Speaking at the seminar, Executive Director of the National Association of Broadcasters, Nadia Bulbulia, noted that the media cannot be transformed if the oppressed and exploited are prevented from any meaningful role. It is true then that this transformation will only be meaningful if we employ gender balance as a key indicator of diversity and media freedom. Media freedom and gender equality are inextricably linked and we cannot have one without the other. Furthermore, the media remains a powerful agent of change for achieving gender equality and broader social transformation.

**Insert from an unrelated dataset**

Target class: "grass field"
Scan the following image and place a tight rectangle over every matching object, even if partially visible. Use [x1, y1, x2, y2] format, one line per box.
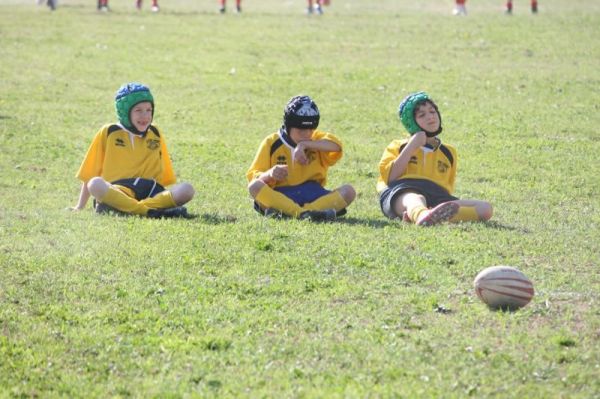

The SADC Protocol on Gender and Development, which South Africa has ratified, calls for 50% women at all levels of decision-making in the media, as well as in media content, by 2015.

William Bird, Director of Media Monitoring Africa said,”52% of the population are women but only 21% of their voices are in the media. This is not in touch with reality.” Eric Kholwane, chairperson of the Parliamentary Portfolio Committee on Communication agreed saying that women still lack a voice in the media sector.

According to the 2013 SADC Gender Protocol Barometer published by Gender Links and the SADC Gender Protocol Alliance, out of all Southern African countries South Africa has the highest proportion of women sources at 28%. However, this is still far below the 50% target. The regional average is at a poor 22%, with Mozambique and the Democratic Republic of Congo with the lowest in SADC at 17%.

According the 2013 Report on the Transformation of Print and Digital Media in South Africa, which was presented at the seminar, senior posts in boardrooms and newsrooms remain the domain of men. “Women hardly set foot in boardrooms and have virtually no presence in ownership and management,” reads the report.

Similarly, the 2009 Gender Links Glass Ceilings Study shows that women in Southern Africa constitute 41% of those working in the media and only 28% of those in management. In South Africa, there are an equal number of women and men employees, but women make up 38% of directors; 35% of senior management and only 25% of top management. These figures are some of the highest in the SADC region, but still fall short of a gender balance.

Although the degree of media freedom is far better than it was during apartheid, and this country has made strides in mainstreaming gender in the media, we need greater transformation before South Africa can truly celebrate media freedom and diversity. Moreover, when we reflect on the Protection of State Information Bill which government recently signed into law, as well as the influence corporates have on private media, we cannot deny that censorship is still a reality.

The media also continues to exclude the voices of many citizens, notably women; people with disabilities; Lesbian, Gay, Bisexual, Transgender and Intersex (LGBTI) and people from poor communities. These citizens are denied the right to be heard, rendering them invisible from our headlines and unable to participate and benefit from our democracy.

If the media helped defeat a racist regime and contributed to racial equality, it can help defeat patriarchy and drive gender equality. Until we break the glass ceiling, media freedom does not truly exist.

By Tarisai Nyamweda is the Media Programme Officer at Gender Links. This article is part of the Gender Links Opinion and Commentary Service, bringing you fresh views on everyday news.



0 thoughts on “Southern Africa: Can we celebrate media freedom?”

Alemu Mammo says:

The progress that has been in South Africa media gender participation is encouraging. Those who work in media are in a better position to influence the system to narrow the gender gap at the top-level management. They had dared to speak out against apartheid; they can certainly speak out against any in equality within their own institution, at the present. As South Africa continues to improve in this sector, it is hoped that other countries in the region work hard to catch up.